5) updateFetcher & closeFetchers – The updateFetcher method gathers all PartitionTopicInfo objects from the topicRegistry and starts fetcher connections for the current consumer. The closeFetchers method clears queues that may no longer belong to the consumer after rebalance, stops fetcher threads, clears remaining data, and commits offsets if auto‑commit is enabled.

private def closeFetchers(cluster: Cluster, messageStreams: Map[String,List[KafkaStream[_,_]]],
    relevantTopicThreadIdsMap: Map[String, Set[ConsumerThreadId]]) {
  val queuesTobeCleared = topicThreadIdAndQueues.filter(q => relevantTopicThreadIdsMap.contains(q._1._1)).map(q => q._2)
  closeFetchersForQueues(cluster, messageStreams, queuesTobeCleared)
}

ConsumerFetcherManager – Manages all fetcher threads for a consumer. When startConnections is called, it builds a partitionMap from the provided PartitionTopicInfo objects, registers the cluster, and tracks partitions without a leader.
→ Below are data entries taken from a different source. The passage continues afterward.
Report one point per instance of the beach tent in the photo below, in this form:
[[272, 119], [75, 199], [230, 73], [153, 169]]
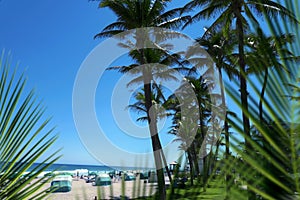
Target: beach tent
[[102, 179], [61, 183], [129, 176], [152, 177]]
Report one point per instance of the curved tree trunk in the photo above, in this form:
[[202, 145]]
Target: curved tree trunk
[[243, 88], [262, 95], [191, 166], [152, 122]]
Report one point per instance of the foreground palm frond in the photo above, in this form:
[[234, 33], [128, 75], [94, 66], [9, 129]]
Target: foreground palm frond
[[23, 138]]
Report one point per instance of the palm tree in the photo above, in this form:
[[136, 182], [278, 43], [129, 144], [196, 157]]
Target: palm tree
[[132, 14], [194, 145], [220, 49], [23, 139], [240, 12], [268, 52], [158, 100]]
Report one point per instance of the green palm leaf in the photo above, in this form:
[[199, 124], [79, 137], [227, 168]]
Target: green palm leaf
[[22, 138]]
A separate LeaderFinderThread resolves leaders and updates the maps.

Summary of the high‑level rebalance flow – Each consumer registers its ID in Zookeeper, sets watches on consumer‑group and broker nodes, and triggers a rebalance via ZKRebalancerListener.rebalance . All consumers in the group rebalance simultaneously, which can cause herd effect, split‑brain scenarios, and uncontrollable adjustment results.

The article also lists references to the original blog posts and notes the author’s contact information.